Peyton Manning HGH allegations: Al Jazeera commits journalistic malpractice

Peyton Manning al JazeeraAl Jazeera should never have gone public with the Manning/HGH story. Its only responsible option now is to fire everyone associated with it and apologize.

A breaking report from Al Jazeera accuses Denver Broncos QB Peyton Manning (and others) of using the banned substance HGH.

FULL DISCLOSURE: a) I’m a Broncos fan, b) I usually find Al Jazeera to be one of the most reputable practitioners of journalism out there, and c) I have no idea whether the story is true or not. Manning has denied the report vehemently, but he also donated $20k to George Bush’s re-election campaign and pushes Papa John’s Pizza, so I’m unwilling to take his word as gospel.

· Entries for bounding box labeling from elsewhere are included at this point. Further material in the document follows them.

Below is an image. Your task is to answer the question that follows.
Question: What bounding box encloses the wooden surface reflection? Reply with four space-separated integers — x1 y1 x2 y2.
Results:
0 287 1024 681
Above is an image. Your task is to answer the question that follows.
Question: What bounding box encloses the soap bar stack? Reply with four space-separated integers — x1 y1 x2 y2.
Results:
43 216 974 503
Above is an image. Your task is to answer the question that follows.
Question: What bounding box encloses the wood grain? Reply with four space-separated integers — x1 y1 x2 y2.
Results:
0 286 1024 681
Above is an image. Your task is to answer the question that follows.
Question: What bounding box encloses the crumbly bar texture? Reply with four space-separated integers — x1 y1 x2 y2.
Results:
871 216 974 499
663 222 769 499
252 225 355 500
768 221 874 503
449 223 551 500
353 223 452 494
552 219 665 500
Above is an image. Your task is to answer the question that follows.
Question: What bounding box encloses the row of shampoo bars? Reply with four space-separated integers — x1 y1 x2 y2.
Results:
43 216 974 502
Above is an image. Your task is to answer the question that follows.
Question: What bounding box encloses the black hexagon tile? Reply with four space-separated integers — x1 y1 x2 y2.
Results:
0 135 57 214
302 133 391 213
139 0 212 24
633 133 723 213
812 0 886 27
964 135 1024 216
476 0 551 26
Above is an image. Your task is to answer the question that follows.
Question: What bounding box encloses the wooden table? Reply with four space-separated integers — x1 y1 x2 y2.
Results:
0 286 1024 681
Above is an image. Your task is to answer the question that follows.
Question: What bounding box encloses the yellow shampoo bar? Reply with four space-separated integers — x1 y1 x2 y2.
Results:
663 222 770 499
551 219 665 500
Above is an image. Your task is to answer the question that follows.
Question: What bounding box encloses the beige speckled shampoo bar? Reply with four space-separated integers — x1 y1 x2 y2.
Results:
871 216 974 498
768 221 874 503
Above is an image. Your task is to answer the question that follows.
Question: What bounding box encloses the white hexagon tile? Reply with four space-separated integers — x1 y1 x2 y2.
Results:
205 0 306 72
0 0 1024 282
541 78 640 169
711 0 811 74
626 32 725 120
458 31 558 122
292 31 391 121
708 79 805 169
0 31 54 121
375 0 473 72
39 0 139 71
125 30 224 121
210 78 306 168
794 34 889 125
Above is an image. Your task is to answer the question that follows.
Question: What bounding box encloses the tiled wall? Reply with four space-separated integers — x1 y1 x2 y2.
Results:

The issue before us this morning isn’t Manning’s guilt or innocence, which will become clear enough in time. Instead, the question has to do with the most repellent case of shoddy journalism I have seen in a while. That this report saw the light of day is a blotch on Al Jazeera‘s credibility that it may never recover from.

Let’s look at the details. The emphasis throughout this passage is mine.

The documentary, posted online early Sunday morning and set to air on TV later in the day, reports that Manning was given a supply of human growth hormone in 2011 while he was recovering from surgery that year from a man identified by Al Jazeera as a pharmacist employed at the Guyer Institute in Indianapolis. The report cites a man named Charlie Sly, who allegedly spoke to an undercover reporter working for the network.

Sly told [ESPN’s Chris] Mortensen that he isn’t a pharmacist and wasn’t at the Guyer Institute in 2011, as Al Jazeera claimed. State licensing records indicate that a Charles David Sly was licensed as a pharmacy intern in Indiana from April 2010 to May 2013. His license expired May 1, 2013.

He said he recanted his story to Al Jazeera when he realized that they had used information he had “made up” to a man named Liam Collins who was trying to get into the supplementation business.

“When I was there, I had never seen the Mannings ever. They were not even living there at that time,” Sly said. “Someone who worked there said they had been there before. That was the extent of any knowledge I had. I feel badly. I never saw any files. This is just amazing that it reached this point.”

Let’s recap.

  1. The story is based on a single, uncorroborated source.
  2. That source recanted to Al Jazeera.
  3. He denied the events to ESPN.
  4. He was never a pharmacist (which may or may not be relevant, but it doesn’t enhance his credibility).
  5. He says he never so much as saw the Mannings.
  6. He says he never saw any files.
  7. He says he wasn’t at the institute in 2011, although state records show him licensed there during this period. We have no means at the moment to sort out this contradiction, but his claims being countered by state records undermine his credibility at the very least.

As my friend Andrew Magalee noted this morning, “When your only source for a story recants his story… you shouldn’t report it. Actually, you shouldn’t even be reporting on the basis of one source. That’s literally journalism 101.”

He’s right. That’s Journalism 101. It’s foundational, despite the fact that we now live in an era when “respectable” reporters and agencies routinely go public with reports that are both single-sourced and anonymous. If you wonder why such a high percentage of what we get from the media turns out to be utterly false in the end, this is your explanation. It’s why I tune out the instant I see the words “unidentified source” or “source who wished to remain anonymous.”

Manning may be guilty, or he may be innocent, but this story should never have been made public. If Al Jazeera hopes to retain even a shred of the credibility it has built in recent years, it has only one course of action available to it. It must pull the story, apologize, and fire every single employee who contributed to it. This means reporters, it means editors, and it means everyone up the line who had the authority to stop it and didn’t.

If they don’t, we can go ahead and file them in the same folder where we keep FOX and CNN.

2 comments

  • Dr. Denny Wilkins

    And “undercover”? Really? For this? Did editors approve this “undercover” approach? Based on what earlier reporting? What need could not be fulfilled by straightforward legwork? Goodbye, AJA.